Introduction

On 25 June 2021 the Australian Taxation Office released its draft ruling Income tax: royalties – character of receipts in respect of software (TR 2021/D4) which replaces the previous Income tax: computer software (TR 93/12) ruling.

The Draft Ruling has been updated to account for key technological changes that have taken place within the software industry over the last three decades, and includes examples covering packaged software by way of physical media, digital downloaded software, and cloud based software-as-a-service (SAAS).

Key takeaways

The Draft Ruling focuses on three key activities (software licensing, software distribution, and software services). The conclusions reached in the Draft Ruling are summarised in the table below.

Of particular note is the increased interaction between copyright law and taxation law in determining whether a “royalty” arises.

The release of the Draft Ruling is welcome in that it provides the ATO guidance on a range of different software arrangements that are more closely aligned with what is currently seen in the market, as opposed to the types of arrangements formerly addressed in TR 93/12. For example, the Draft Ruling addresses digital and SAAS methods of distribution.

The Draft Ruling was issued on the basis that interested parties can comment and make submissions, however only a short period is allowed for the making of the submissions. We understand that some industry consultation was undertaken by the ATO prior to the release of the Draft Ruling.

Once the final ruling is issued, the ATO has proposed that it will apply both before and after the date of issue.

Impacted businesses should review the Draft Ruling to determine whether both historical and future positions taken regarding royalty WHT are consistent with the ATO’s position, or whether there are refinements that could be made to these arrangements to support the position adopted. This may include businesses that distribute software through cloud services, or where parties to a licensing agreement have provided for a software or source code escrow arrangement.

Outline of Draft Ruling

Increased interaction with copyright law

The Draft Ruling places greater emphasis on the technical aspects of Australian copyright law and its interaction with Australian tax law. The ATO considers an amount to be a royalty to the extent that it is consideration for the grant of a right to do something that is the exclusive right of the copyright owner. By reference to the Copyright Act, the ATO considers that in respect of software (a literary work), these rights will relevantly include the right to reproduce the work in a material form; the right to make an adaptation of the work; and the right to communicate the work to the public.

The Draft Ruling illustrates these core concepts through eight examples covering software licensing, software distribution, and software services.

Software Licensing (Examples 1 to 3)

Examples 1 to 3 are consistent with the previous TR 93/12 and demonstrate that payments for “simple use” of software will not constitute a royalty, but payments for the right to reproduce for resale or for the right to modify or adapt software (including access to source code) will constitute a royalty.

“Simple use” of software is defined as the process of using software for the purpose for which it was designed or intended to be used. In these circumstances, any use of copyright necessary to facilitate the use of software as a functional product, is merely incidental and therefore associated payments are not royalties.

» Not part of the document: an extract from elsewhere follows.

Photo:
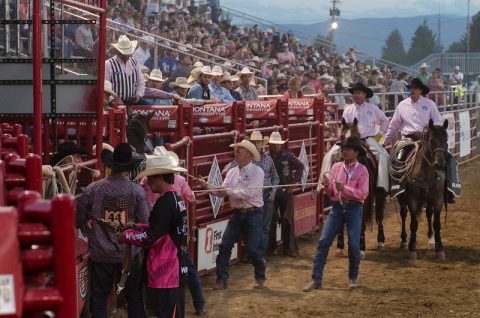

Software Distribution (Examples 4 to 6)

Examples 4 and 5 consider software distribution agreements which confer upon the distributor the right to enter into agreements with customers or end-users. In a departure from the previous TR 93/12, the ATO now takes the view that despite customers or end-users ultimately receiving a license for simple use only, a distinction should now be drawn between transactions where the software is acquired pursuant to a sub-licensing arrangement, and transactions where the software is acquired by the customers/end-users directly. In the former situation, the payments made from distributor to copyright owner for the right to distribute software by way of sub-licensing will constitute a royalty.

In contrast, Example 6 deals with the distribution of shrink-wrapped software. In this case, because these distributions do not relevantly entail the use of copyright by the distributor the associated payments will not be treated as a royalty.

Software Services (Examples 7 and 8)

Examples 7 and 8 consider services ancillary to the modification or use of software. Payments for the supply of assistance furnished as a means of enabling the application or enjoyment of the software will constitute a royalty, whereas payments for the provision of services in the modification or creation of software will not.

In application, the Draft Ruling notes that providing an end-user with assistance necessary to their exercise of a right to reproduce and modify software will constitute a royalty (Example 7); while providing assistance relating to the simple use of software will not constitute a royalty (Example 8).